'Uncopyrightable' Is Unmellifluos, But Word Has Fans
Makers of Software Clones Are Mourning Deletion From Copyright Ruling
By Bob Davis
The Wall Street Journal
June 13, 1988
WASHINGTON -- Did something unconscionable happen to the word "uncopyrightable"?
Last Monday, the Copyright Office, in a decision generally favorable to big software publishers, ruled that software copyrights protect displays on computer screens from infringement. But software clone makers took heart from one sentence that called "menu screens" -- the main display that clone makers usually copy -- "uncopyrightable."
On Friday, however, when the ruling was published in the Federal Register, the word "uncopyrightable" had disappeared. Clone-makers suspected foul play.
Ralph Oman, the head of the Copyright Office, said the decision to delete the word was made innocently enough. On Monday, he said, he and his top aides were at a resort in the Pocono Mountains, where he announced the ruling at a meeting of the Copyright Society. They didn't have time to peruse the final wording of the ruling, he said, which was handed out to reporters in Washington.

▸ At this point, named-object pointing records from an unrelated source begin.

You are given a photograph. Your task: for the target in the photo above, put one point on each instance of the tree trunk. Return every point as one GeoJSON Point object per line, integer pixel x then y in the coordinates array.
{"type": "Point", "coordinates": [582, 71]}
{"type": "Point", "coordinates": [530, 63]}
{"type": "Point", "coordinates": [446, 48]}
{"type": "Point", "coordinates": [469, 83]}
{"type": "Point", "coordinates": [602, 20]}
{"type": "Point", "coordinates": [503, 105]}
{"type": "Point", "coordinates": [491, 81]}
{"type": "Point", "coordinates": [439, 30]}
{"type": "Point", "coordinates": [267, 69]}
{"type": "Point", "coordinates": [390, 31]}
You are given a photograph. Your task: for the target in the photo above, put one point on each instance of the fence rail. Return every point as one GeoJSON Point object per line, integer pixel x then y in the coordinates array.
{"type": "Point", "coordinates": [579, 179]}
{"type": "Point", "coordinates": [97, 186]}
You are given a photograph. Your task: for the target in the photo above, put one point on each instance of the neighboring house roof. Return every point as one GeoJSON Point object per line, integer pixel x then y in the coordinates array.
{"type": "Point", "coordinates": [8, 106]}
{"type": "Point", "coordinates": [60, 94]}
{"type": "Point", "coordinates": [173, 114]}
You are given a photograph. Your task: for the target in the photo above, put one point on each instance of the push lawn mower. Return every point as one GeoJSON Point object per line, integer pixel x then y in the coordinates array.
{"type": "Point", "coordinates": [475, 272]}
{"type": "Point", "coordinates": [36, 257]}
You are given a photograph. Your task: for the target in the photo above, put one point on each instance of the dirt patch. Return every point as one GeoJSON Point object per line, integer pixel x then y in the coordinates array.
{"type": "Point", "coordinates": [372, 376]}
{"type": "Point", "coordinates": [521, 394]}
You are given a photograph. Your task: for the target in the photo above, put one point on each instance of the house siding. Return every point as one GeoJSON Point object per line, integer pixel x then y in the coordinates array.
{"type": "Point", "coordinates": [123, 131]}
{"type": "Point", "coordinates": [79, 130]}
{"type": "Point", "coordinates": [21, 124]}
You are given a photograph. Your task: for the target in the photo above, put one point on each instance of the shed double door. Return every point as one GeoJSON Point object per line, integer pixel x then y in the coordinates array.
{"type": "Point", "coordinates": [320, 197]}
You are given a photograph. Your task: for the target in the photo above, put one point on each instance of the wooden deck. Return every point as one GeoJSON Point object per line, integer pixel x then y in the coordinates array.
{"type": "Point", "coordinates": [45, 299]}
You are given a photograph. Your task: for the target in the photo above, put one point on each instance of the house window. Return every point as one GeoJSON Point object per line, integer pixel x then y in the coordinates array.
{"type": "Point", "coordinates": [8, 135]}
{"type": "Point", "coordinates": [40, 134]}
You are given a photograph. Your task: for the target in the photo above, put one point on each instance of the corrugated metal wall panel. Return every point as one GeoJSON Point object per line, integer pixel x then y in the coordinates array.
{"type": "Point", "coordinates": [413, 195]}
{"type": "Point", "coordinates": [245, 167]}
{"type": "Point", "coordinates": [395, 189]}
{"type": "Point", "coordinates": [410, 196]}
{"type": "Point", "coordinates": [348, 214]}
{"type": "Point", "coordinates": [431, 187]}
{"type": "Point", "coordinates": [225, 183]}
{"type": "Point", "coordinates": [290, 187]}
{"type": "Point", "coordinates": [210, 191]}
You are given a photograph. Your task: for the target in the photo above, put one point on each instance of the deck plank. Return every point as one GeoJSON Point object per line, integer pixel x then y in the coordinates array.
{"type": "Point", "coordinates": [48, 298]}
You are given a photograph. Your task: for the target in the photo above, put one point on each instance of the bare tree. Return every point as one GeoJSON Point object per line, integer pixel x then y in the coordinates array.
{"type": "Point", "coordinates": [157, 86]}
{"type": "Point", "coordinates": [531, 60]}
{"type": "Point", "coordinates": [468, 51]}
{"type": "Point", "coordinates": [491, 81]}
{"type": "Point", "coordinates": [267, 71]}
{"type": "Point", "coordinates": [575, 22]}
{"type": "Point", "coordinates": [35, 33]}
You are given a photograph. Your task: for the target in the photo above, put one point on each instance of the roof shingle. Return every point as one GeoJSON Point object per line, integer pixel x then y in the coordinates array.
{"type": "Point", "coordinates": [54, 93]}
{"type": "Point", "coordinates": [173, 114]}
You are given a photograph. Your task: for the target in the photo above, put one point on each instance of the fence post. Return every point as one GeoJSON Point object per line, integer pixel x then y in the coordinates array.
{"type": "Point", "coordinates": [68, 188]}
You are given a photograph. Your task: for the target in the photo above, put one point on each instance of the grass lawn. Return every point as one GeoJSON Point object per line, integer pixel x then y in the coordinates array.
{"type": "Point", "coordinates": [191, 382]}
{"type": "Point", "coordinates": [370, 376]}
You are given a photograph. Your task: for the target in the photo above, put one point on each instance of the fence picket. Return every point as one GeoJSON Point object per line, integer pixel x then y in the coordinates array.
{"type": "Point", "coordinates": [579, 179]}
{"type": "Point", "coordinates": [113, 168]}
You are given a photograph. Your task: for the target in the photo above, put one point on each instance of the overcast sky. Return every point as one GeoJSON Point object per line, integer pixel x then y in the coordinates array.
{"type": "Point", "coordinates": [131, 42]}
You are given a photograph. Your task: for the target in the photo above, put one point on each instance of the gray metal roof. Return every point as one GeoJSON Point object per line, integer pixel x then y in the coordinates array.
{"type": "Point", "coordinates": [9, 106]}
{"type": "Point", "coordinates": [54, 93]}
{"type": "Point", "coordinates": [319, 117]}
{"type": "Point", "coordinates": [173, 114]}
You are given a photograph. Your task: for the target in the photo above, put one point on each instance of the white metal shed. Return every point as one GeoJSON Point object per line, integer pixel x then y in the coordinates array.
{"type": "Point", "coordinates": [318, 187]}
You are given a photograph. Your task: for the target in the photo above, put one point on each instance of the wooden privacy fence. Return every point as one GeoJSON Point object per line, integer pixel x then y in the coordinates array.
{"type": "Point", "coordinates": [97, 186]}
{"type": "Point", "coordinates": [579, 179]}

William Patry, Mr. Oman's aide, said he noticed the offending word Wednesday, and at a meeting that day persuaded Copyright Office lawyers to delete it in the Federal Register. "No one in the private industry would interfere," Mr. Patry said. "It's not done."
Dorothy Schrader, the Copyright Office's general counsel, said "uncopyrightable" -- aside from being a mouthful -- was "overbroad" and could give the false impression that menus weren't ever worthy of copyright protection. She noted that the Copyright Office previously copyrighted certain of Apple Computer Inc.'s jazzy Macintosh display screens, which might be considered menus. "There may be certain menu screens so elaborate in terms of text that they may be copyrightable, too," she added.
But the Copyright Office, an arm of the Library of Congress, may have acted too late to change its mind. The Monday ruling was signed by Mr. Oman and William Welsh, acting librarian of Congress on June 3, three days before it was released. So the wording of the ruling, rather than the wording of the Federal Register, may be decisive. A federal court may have to make the final call.
Added Thomas Hemnes, an attorney for Mosaic Software Inc., a Cambridge, Mass., company that's accused of infringing on Lotus Development Corp.'s 1-2-3 software: "I'm investigating the reasons and the significance for the omission of the word."